Primary central nervous system lymphoma (PCNSL) may rarely be preceded by “sentinel demyelination,” a pathologic entity characterized by histologically confirmed demyelinating inflammatory brain lesions that mimic multiple sclerosis (MS) or acute disseminated encephalomyelitis (ADEM). Interpreting the overlapping radiologic and clinical characteristics associated with each of these conditions—contrast-enhancing demyelination of white matter and relapsing and remitting steroid-responsive symptoms respectively—can be a significant diagnostic challenge.
We describe a 57-year-old woman with an unusual clinical course who presented with multi-focal enhancing white matter lesions demonstrated to be inflammatory demyelination by brain biopsy. Despite a good initial response to steroids and rituximab for treatment of presumed tumefactive multiple sclerosis, the patient’s condition rapidly deteriorated, and a repeat brain biopsy six months later was consistent with a diagnosis of diffuse large B-cell lymphoma.
Early clinical suspicion for PCNSL and awareness that biopsied lesions may initially show sentinel demyelination suggestive of alternate diagnoses may be essential for early initiation of appropriate therapies and mitigation of disease progression. Clinical, pathophysiological, and diagnostic aspects of sentinel demyelination and PCNSL are discussed.
Primary central nervous system lymphomas (PCNSL) are rare neoplasms that account for less than 1 % of all brain tumors [1, 2]. Though more common in the setting of immunosuppression, the incidence of PCNSL has increased in the last three decades among immunocompetent individuals [1–4]. PCNSLs are most frequently diffuse large B-cell non-Hodgkin lymphomas, represent 4 % of intracranial neoplasms, and present at a median age of 60 . Surface expression of both BCL6 and IRF4, along with immunoglobulin gene rearrangement in the majority of PCNSL B-cells indicate that the tumor cells have an activated B-cell phenotype .
PCNSL rarely presents with steroid-responsive, multifocal demyelinating “sentinel” lesions characterized by a predominance of T-cell infiltrates and few B-cells [1–4]. These demyelinating brain lesions may be histologically indistinguishable from those seen in multiple sclerosis (MS). Because both MS and PCNSL may present with contrast-enhancing white matter lesions and relapsing and remitting symptoms and signs that improve with steroid therapy, this can lead to diagnostic confusion. Biopsy of these sentinel lesions early in the course of disease, even months before PCNSL is ultimately diagnosed, can lead to diagnostic confusion, especially in the setting of preceding corticosteroid administration [1, 2, 7, 8].

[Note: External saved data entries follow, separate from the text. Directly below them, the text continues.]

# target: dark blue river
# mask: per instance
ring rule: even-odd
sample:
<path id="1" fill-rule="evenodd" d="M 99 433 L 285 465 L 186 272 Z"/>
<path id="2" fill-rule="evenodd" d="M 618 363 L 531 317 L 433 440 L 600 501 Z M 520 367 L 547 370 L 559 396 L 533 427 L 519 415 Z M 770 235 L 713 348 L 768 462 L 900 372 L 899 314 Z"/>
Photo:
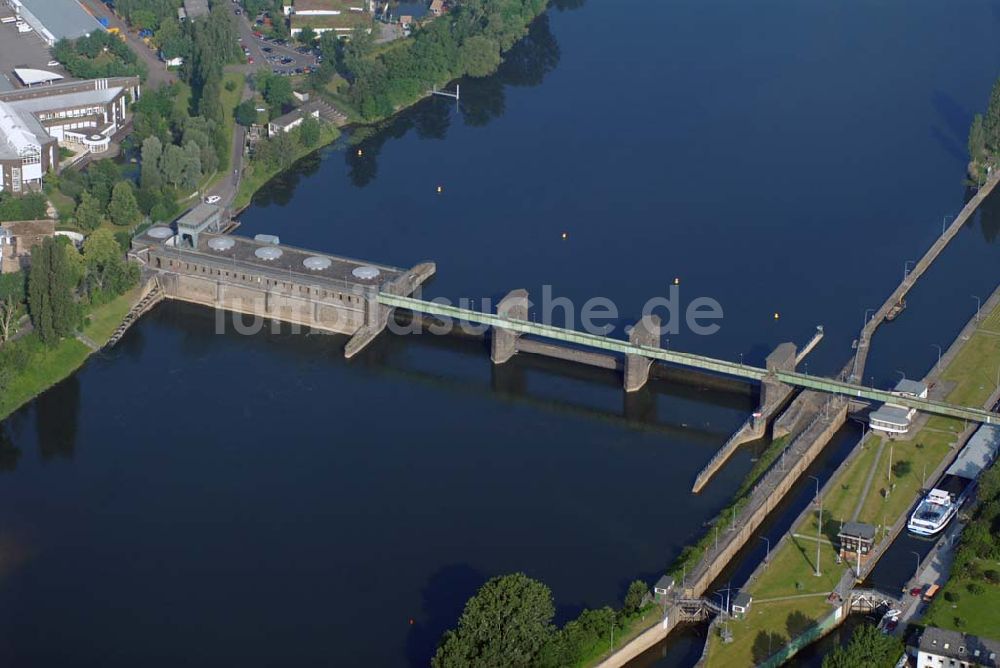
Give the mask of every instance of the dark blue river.
<path id="1" fill-rule="evenodd" d="M 724 317 L 669 347 L 760 363 L 823 325 L 808 370 L 838 369 L 968 196 L 1000 7 L 555 4 L 460 103 L 303 160 L 238 233 L 433 260 L 426 297 L 606 297 L 619 327 L 678 279 L 682 309 Z M 994 198 L 876 337 L 874 382 L 935 361 L 996 285 L 998 232 Z M 689 492 L 750 391 L 626 399 L 611 372 L 493 369 L 475 339 L 384 336 L 349 363 L 343 343 L 164 304 L 0 425 L 20 452 L 0 473 L 0 663 L 423 666 L 496 574 L 546 582 L 560 622 L 619 603 L 751 465 Z M 698 633 L 645 662 L 692 665 Z"/>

Here we describe a case of a steroid-responsive, histologically-confirmed inflammatory demyelinating lesion which proved later to be a rapidly progressing PCNSL diagnosed on repeat biopsy. We offer guidelines to the approach to a brain biopsy in older adults, to facilitate increased diagnostic accuracy.
In October 2009, a previously healthy 57-year-old woman presented with a six week history of progressive fatigue, confusion and headache associated with a right inferior homonymous quadrantanopsia. The patient reported frequently bumping into objects as well as several recent falls. She denied alcohol or drug use and was not taking any prescribed medications. Physical exam revealed a mild right hemiparesis and a wide-based gait, in addition to the visual field defect. There was no relevant past medical, family, or psychosocial history. The patient’s clinical timeline is summarized in Table 1.
A brain MRI revealed multiple enhancing lesions, including right frontal and left parieto-occipital mass lesions, that are nonspecific but concerning for demyelination, an infectious or inflammatory process, or neoplasm (Fig. 1).
Following pre-operative corticosteroid treatment (dexamethasone 6 mg IV q6h for 3 days), the left parieto-occipital lesion was biopsied (Fig. 2), revealing mononuclear infiltrates with numerous T cells (CD3+), histiocytes (CD68+), and a few scattered B cells (CD20+). There was no cytological evidence of malignancy, and axonal preservation was evident, consistent with demyelination. TAF, GMS, AFB and FITE stains did not demonstrate any microorganisms. In addition, HSV 1 and 2 immunohistochemistry, EBV in-situ hybridization and HIV serologies were negative.
The patient was diagnosed with acute multi-focal demyelination, presumed to be acute disseminated encephalomyelitis or tumefactive multiple sclerosis, and treated with intravenous corticosteroids. She improved rapidly but shortly after discharge developed worsening right-sided weakness and dysarthria and returned several weeks later. At that time, she was alert but mildly disoriented, with intact sensation to temperature, pinprick and vibration, brisk deep tendon reflexes throughout, and bilateral ankle clonus. Gait again was wide-based and unsteady.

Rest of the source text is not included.